Department of Pathology, BML 116, Yale University School of Medicine, 310 Cedar St, PO Box 208023, New Haven, CT, USA.
J Clin Oncol. 2011 Aug 1;29(22):2978-84. doi: 10.1200/JCO.2010.32.9706. Epub 2011 Jun 27.
Recent misclassification (false negative) incidents have raised awareness concerning limitations of immunohistochemistry (IHC) in assessment of estrogen receptor (ER) in breast cancer. Here we define a new method for standardization of ER measurement and then examine both change in percentage and threshold of intensity (immunoreactivity) to assess sources for test discordance.
An assay was developed to quantify ER by using a control tissue microarray (TMA) and a series of cell lines in which ER immunoreactivity was analyzed by quantitative immunoblotting in parallel with the automated quantitative analysis (AQUA) method of quantitative immunofluorescence (QIF). The assay was used to assess the ER protein expression threshold in two independent retrospective cohorts from Yale and was compared with traditional methods.

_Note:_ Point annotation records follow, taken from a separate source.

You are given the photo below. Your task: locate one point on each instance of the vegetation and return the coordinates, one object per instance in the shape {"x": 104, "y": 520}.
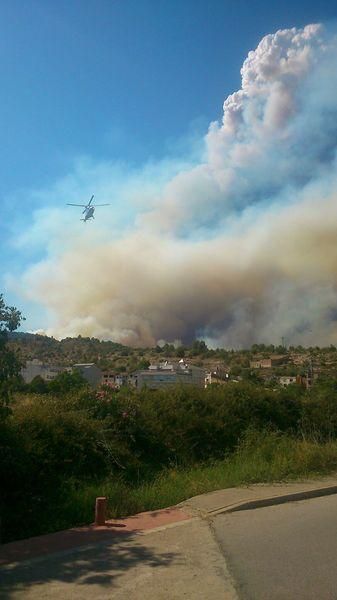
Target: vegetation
{"x": 151, "y": 449}
{"x": 63, "y": 444}
{"x": 10, "y": 365}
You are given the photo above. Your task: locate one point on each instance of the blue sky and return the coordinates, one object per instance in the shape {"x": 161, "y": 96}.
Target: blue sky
{"x": 113, "y": 84}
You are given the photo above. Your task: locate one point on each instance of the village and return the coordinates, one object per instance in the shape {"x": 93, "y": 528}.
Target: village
{"x": 289, "y": 368}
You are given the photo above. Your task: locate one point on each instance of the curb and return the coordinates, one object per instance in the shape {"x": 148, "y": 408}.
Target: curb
{"x": 273, "y": 500}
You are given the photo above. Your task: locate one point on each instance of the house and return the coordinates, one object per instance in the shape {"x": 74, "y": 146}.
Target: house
{"x": 117, "y": 380}
{"x": 268, "y": 363}
{"x": 35, "y": 367}
{"x": 219, "y": 376}
{"x": 286, "y": 380}
{"x": 91, "y": 373}
{"x": 166, "y": 375}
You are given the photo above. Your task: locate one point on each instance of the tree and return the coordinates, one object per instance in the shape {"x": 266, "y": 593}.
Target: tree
{"x": 10, "y": 319}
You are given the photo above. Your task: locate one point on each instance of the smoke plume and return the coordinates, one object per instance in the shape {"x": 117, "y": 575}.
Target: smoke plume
{"x": 237, "y": 249}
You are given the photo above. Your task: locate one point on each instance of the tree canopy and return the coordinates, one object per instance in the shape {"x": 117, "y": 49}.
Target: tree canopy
{"x": 10, "y": 319}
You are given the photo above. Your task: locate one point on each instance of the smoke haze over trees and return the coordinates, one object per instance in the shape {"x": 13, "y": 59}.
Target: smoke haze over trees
{"x": 237, "y": 248}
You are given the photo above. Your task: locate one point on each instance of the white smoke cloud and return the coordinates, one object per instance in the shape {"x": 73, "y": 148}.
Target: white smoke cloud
{"x": 239, "y": 248}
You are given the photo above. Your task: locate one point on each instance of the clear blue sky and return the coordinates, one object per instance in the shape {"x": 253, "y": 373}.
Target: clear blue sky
{"x": 116, "y": 80}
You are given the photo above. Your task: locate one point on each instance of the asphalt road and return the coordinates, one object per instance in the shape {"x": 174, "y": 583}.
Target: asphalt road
{"x": 284, "y": 552}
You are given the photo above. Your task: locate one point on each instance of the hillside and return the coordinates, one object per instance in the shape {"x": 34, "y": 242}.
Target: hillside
{"x": 113, "y": 356}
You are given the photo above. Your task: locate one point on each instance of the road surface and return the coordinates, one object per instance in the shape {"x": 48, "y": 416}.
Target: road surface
{"x": 284, "y": 552}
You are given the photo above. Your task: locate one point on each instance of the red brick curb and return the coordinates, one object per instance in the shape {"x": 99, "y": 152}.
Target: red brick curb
{"x": 84, "y": 536}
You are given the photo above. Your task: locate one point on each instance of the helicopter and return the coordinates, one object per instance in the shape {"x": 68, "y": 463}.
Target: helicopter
{"x": 89, "y": 209}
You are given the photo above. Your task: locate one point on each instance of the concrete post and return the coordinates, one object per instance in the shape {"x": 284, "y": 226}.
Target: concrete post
{"x": 100, "y": 511}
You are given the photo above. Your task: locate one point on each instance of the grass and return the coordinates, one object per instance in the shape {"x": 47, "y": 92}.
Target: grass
{"x": 260, "y": 458}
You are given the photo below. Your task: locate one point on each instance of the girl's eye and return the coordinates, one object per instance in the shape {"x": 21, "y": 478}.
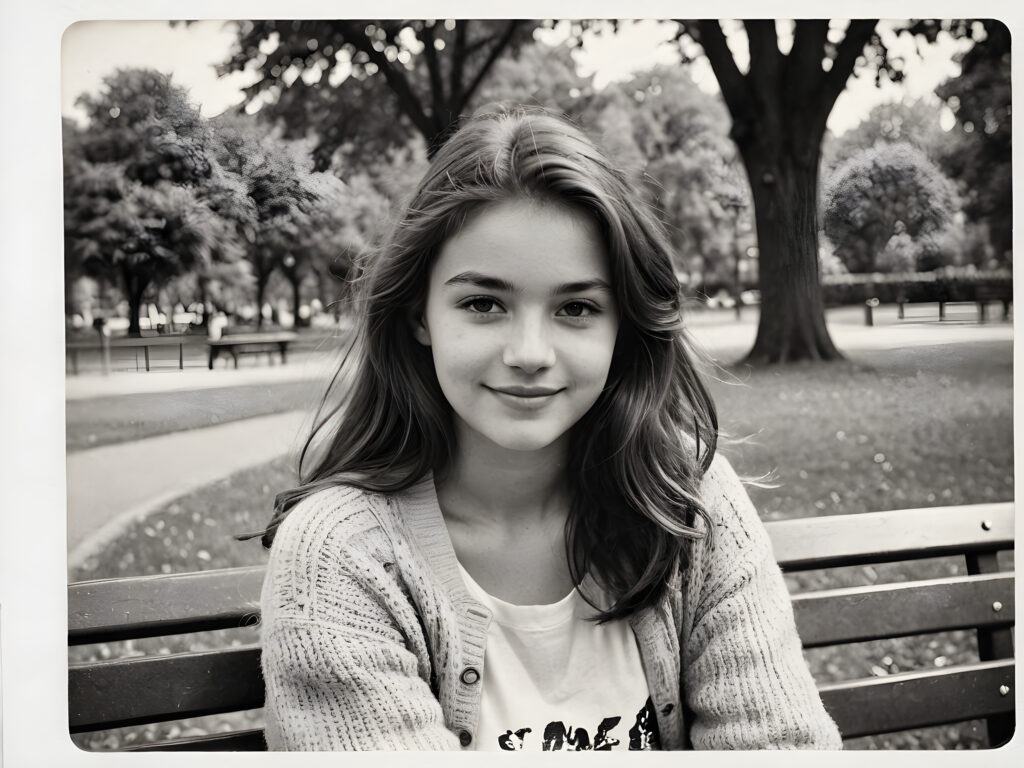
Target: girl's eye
{"x": 480, "y": 304}
{"x": 579, "y": 309}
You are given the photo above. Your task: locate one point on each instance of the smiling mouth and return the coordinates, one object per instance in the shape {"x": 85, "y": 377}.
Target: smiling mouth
{"x": 525, "y": 392}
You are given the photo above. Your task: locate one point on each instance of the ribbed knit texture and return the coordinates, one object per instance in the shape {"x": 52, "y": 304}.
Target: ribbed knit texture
{"x": 368, "y": 626}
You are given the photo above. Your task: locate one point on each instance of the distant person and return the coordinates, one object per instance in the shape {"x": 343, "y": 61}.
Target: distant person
{"x": 215, "y": 327}
{"x": 516, "y": 534}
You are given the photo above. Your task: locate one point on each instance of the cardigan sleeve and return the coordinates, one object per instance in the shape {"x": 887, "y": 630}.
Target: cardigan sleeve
{"x": 344, "y": 659}
{"x": 745, "y": 680}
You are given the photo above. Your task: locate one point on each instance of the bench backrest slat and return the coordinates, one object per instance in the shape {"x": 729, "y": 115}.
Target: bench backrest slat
{"x": 880, "y": 537}
{"x": 920, "y": 699}
{"x": 111, "y": 694}
{"x": 859, "y": 613}
{"x": 248, "y": 740}
{"x": 150, "y": 606}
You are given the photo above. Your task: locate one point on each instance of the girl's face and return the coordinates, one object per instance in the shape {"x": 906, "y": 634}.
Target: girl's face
{"x": 521, "y": 321}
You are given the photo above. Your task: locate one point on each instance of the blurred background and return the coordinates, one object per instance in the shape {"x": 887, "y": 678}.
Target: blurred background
{"x": 853, "y": 304}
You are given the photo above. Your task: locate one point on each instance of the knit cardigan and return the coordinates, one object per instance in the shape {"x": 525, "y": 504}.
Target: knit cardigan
{"x": 368, "y": 633}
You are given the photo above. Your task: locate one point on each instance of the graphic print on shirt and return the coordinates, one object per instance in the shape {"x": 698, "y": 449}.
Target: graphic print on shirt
{"x": 558, "y": 737}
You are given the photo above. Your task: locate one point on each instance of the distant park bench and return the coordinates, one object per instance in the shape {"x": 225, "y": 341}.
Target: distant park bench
{"x": 104, "y": 345}
{"x": 236, "y": 344}
{"x": 984, "y": 295}
{"x": 131, "y": 691}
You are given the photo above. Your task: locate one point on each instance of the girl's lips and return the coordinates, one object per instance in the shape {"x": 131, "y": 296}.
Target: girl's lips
{"x": 527, "y": 392}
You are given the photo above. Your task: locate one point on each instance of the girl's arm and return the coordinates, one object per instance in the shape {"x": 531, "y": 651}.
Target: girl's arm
{"x": 744, "y": 676}
{"x": 344, "y": 659}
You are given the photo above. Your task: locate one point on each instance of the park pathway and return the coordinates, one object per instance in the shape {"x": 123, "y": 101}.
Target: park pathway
{"x": 111, "y": 485}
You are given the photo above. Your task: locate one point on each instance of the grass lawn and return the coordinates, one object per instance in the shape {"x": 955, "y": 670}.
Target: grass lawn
{"x": 102, "y": 421}
{"x": 918, "y": 427}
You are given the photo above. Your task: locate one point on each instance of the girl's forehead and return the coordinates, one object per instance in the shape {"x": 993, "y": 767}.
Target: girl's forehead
{"x": 525, "y": 242}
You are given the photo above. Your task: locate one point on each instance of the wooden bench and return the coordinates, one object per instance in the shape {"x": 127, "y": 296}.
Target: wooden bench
{"x": 236, "y": 344}
{"x": 118, "y": 692}
{"x": 983, "y": 296}
{"x": 105, "y": 345}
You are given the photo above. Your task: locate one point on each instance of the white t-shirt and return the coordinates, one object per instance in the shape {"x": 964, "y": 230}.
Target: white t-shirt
{"x": 554, "y": 681}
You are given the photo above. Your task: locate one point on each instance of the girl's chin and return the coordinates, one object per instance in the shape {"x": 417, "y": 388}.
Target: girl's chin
{"x": 517, "y": 440}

Two methods of analysis showed that change in percentage of positive cells from 10% to 1% did not significantly affect the overall number of ER-positive patients. The standardized assay for ER on two Yale TMA cohorts showed that 67.9% and 82.5% of the patients were above the 2-pg/μg immunoreactivity threshold. We found 9.1% and 19.7% of the patients to be QIF-positive/IHC-negative, and 4.0% and 0.4% to be QIF-negative/IHC-positive for a total of 13.1% and 20.1% discrepant cases when compared with pathologists' judgment of threshold. Assessment of survival for both cohorts showed that patients who were QIF-positive/pathologist-negative had outcomes similar to those of patients who had positive results for both assays.

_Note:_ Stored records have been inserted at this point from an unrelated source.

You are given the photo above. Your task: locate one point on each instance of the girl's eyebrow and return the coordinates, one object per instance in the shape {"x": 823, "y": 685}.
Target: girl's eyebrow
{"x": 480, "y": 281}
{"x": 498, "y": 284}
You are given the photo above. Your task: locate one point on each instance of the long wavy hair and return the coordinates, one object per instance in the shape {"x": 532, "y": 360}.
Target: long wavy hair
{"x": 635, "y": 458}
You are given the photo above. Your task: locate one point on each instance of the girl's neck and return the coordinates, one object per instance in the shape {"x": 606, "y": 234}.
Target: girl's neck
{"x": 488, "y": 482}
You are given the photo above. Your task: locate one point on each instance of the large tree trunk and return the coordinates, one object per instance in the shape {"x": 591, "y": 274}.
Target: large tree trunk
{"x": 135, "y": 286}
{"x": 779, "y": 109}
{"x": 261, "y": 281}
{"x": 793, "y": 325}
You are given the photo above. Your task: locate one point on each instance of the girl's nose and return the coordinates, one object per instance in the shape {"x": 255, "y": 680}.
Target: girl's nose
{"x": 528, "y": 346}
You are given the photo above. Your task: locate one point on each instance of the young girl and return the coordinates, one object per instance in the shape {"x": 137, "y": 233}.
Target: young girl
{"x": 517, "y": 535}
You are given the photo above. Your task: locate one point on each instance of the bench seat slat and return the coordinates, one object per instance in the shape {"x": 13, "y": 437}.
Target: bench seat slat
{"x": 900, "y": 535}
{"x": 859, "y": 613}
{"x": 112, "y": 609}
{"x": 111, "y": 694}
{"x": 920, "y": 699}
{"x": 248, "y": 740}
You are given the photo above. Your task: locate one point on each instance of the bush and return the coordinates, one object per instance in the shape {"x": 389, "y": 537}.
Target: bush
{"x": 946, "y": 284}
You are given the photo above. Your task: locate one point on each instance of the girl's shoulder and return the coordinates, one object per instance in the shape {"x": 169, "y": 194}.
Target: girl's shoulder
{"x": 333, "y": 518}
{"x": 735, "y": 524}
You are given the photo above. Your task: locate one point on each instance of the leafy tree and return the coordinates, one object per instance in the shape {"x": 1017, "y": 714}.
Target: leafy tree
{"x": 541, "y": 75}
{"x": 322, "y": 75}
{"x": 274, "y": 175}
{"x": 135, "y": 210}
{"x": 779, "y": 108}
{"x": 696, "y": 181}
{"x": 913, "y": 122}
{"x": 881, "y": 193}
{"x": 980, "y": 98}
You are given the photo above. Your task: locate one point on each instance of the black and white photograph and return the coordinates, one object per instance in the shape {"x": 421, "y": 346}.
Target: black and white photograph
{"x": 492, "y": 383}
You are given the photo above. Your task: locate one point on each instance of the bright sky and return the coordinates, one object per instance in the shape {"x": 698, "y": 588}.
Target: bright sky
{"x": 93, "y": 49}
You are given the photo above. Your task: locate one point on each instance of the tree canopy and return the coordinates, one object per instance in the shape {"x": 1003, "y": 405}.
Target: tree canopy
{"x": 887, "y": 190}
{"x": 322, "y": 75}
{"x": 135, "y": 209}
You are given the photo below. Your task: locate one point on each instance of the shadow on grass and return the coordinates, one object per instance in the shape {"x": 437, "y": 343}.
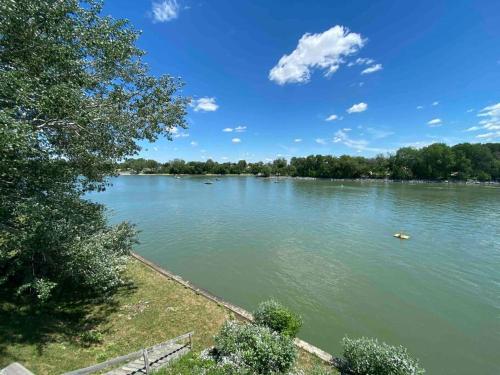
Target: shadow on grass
{"x": 63, "y": 319}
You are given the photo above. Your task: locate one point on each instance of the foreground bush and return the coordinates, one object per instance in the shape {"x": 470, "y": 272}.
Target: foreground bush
{"x": 278, "y": 318}
{"x": 254, "y": 347}
{"x": 369, "y": 357}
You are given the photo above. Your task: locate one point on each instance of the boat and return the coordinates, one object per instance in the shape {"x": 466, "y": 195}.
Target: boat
{"x": 402, "y": 236}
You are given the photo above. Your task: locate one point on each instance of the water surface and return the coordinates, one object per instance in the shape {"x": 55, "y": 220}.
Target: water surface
{"x": 326, "y": 250}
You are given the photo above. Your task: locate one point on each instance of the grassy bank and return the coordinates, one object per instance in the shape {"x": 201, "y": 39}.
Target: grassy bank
{"x": 75, "y": 334}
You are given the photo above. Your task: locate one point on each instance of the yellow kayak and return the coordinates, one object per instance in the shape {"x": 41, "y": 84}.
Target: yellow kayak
{"x": 402, "y": 236}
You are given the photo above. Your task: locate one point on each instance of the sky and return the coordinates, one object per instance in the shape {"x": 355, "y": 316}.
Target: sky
{"x": 273, "y": 79}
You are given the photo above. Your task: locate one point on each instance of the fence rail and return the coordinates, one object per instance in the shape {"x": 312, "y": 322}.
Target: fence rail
{"x": 143, "y": 353}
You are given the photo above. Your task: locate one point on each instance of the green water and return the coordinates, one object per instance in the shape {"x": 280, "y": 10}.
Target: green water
{"x": 326, "y": 250}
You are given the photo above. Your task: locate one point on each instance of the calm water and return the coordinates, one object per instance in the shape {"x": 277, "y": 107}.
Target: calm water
{"x": 326, "y": 250}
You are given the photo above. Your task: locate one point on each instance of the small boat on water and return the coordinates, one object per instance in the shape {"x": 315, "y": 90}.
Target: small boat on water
{"x": 402, "y": 236}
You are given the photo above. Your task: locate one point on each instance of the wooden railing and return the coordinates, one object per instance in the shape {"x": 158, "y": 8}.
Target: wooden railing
{"x": 132, "y": 356}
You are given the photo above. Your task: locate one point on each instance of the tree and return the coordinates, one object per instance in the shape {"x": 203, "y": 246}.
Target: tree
{"x": 75, "y": 97}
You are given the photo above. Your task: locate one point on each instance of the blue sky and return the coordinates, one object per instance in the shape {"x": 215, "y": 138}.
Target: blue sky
{"x": 266, "y": 75}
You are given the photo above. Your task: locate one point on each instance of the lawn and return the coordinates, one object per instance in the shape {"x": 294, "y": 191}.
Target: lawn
{"x": 79, "y": 333}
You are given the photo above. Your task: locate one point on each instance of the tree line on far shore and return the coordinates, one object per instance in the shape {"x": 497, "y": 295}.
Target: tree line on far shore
{"x": 435, "y": 162}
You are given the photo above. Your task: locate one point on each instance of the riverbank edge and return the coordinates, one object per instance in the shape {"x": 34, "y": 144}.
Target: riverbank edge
{"x": 242, "y": 313}
{"x": 368, "y": 180}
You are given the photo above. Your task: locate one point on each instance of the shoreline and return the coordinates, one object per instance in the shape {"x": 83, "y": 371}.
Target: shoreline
{"x": 369, "y": 180}
{"x": 241, "y": 312}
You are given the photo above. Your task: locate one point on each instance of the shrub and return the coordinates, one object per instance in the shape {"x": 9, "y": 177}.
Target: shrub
{"x": 254, "y": 347}
{"x": 278, "y": 318}
{"x": 369, "y": 357}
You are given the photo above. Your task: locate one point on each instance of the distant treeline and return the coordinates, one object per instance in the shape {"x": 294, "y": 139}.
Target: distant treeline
{"x": 435, "y": 162}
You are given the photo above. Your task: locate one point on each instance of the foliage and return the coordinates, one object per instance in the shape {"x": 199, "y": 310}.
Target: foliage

Assessment of intensity threshold by using a quantitative, standardized assay on two independent cohorts suggests discordance in the 10% to 20% range with current IHC methods, in which patients with discrepant results have prognostic outcomes similar to ER-positive patients with concordant results.

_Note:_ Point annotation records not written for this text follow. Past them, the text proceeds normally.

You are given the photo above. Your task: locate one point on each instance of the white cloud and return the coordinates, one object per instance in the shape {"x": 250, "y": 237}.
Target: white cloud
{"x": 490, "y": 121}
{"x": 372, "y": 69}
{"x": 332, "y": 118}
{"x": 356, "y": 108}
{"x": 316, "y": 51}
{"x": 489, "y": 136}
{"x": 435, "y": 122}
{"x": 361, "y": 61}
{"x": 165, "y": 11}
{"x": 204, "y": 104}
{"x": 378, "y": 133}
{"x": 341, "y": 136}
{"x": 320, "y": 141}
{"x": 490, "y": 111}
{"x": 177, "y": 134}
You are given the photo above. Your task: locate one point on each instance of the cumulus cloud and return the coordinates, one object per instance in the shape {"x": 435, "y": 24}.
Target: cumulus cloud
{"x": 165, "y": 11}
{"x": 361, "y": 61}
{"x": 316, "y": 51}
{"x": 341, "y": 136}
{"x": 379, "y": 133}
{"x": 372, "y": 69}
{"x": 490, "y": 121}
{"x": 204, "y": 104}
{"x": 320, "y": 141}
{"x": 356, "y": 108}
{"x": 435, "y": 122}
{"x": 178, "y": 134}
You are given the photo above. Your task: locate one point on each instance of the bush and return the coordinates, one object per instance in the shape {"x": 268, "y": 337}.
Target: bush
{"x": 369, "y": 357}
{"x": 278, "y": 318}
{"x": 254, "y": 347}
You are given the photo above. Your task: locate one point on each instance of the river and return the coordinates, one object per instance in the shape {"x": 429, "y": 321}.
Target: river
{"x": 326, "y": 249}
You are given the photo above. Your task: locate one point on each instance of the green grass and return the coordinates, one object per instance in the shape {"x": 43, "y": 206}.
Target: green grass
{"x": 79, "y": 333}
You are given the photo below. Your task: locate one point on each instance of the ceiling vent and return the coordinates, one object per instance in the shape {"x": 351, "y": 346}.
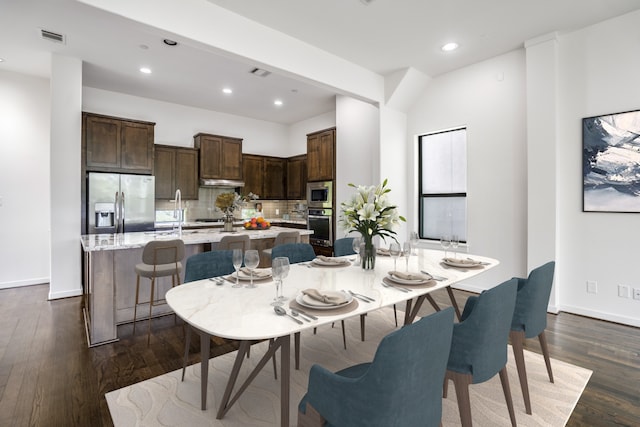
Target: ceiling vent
{"x": 260, "y": 72}
{"x": 51, "y": 36}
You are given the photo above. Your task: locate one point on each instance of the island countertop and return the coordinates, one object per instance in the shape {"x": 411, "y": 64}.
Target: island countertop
{"x": 110, "y": 242}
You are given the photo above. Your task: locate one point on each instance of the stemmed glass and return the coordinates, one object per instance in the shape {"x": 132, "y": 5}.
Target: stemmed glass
{"x": 251, "y": 261}
{"x": 454, "y": 245}
{"x": 355, "y": 245}
{"x": 277, "y": 269}
{"x": 445, "y": 242}
{"x": 406, "y": 253}
{"x": 394, "y": 251}
{"x": 285, "y": 273}
{"x": 237, "y": 263}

最近的错误分类(假阴性)事件引起了人们对免疫组织化学(IHC)在乳腺癌雌激素受体(ER)评估中的局限性的认识。在这里,我们定义了一种新的 ER 测量标准化方法,然后检查百分比和强度(免疫反应性)的阈值变化,以评估测试不一致的原因。
开发了一种通过使用对照组织微阵列(TMA)和一系列细胞系来定量 ER 的测定方法,其中通过定量免疫印迹平行分析 ER 免疫反应性,并使用定量免疫荧光(QIF)的自动定量分析(AQUA)方法进行分析。该测定方法用于评估耶鲁大学的两个独立回顾性队列中的 ER 蛋白表达阈值,并与传统方法进行了比较。
两种分析方法表明,阳性细胞百分比从 10%降至 1%并不会显著影响 ER 阳性患者的总数。在两个耶鲁 TMA 队列的标准化 ER 测定中,67.9%和 82.5%的患者的免疫反应性高于 2pg/μg 阈值。我们发现 9.1%和 19.7%的患者为 QIF 阳性/IHC 阴性,4.0%和 0.4%的患者为 QIF 阴性/IHC 阳性,总共有 13.1%和 20.1%的病例与病理学家判断的阈值不一致。对两个队列的生存评估表明,QIF 阳性/病理学家阴性的患者的结果与两种检测均为阳性的患者的结果相似。
在两个独立的队列中使用定量、标准化的测定方法评估强度阈值表明,与当前的 IHC 方法相比,在 10%至 20%范围内存在不一致,其中具有不一致结果的患者的预后结果与具有一致结果的 ER 阳性患者相似。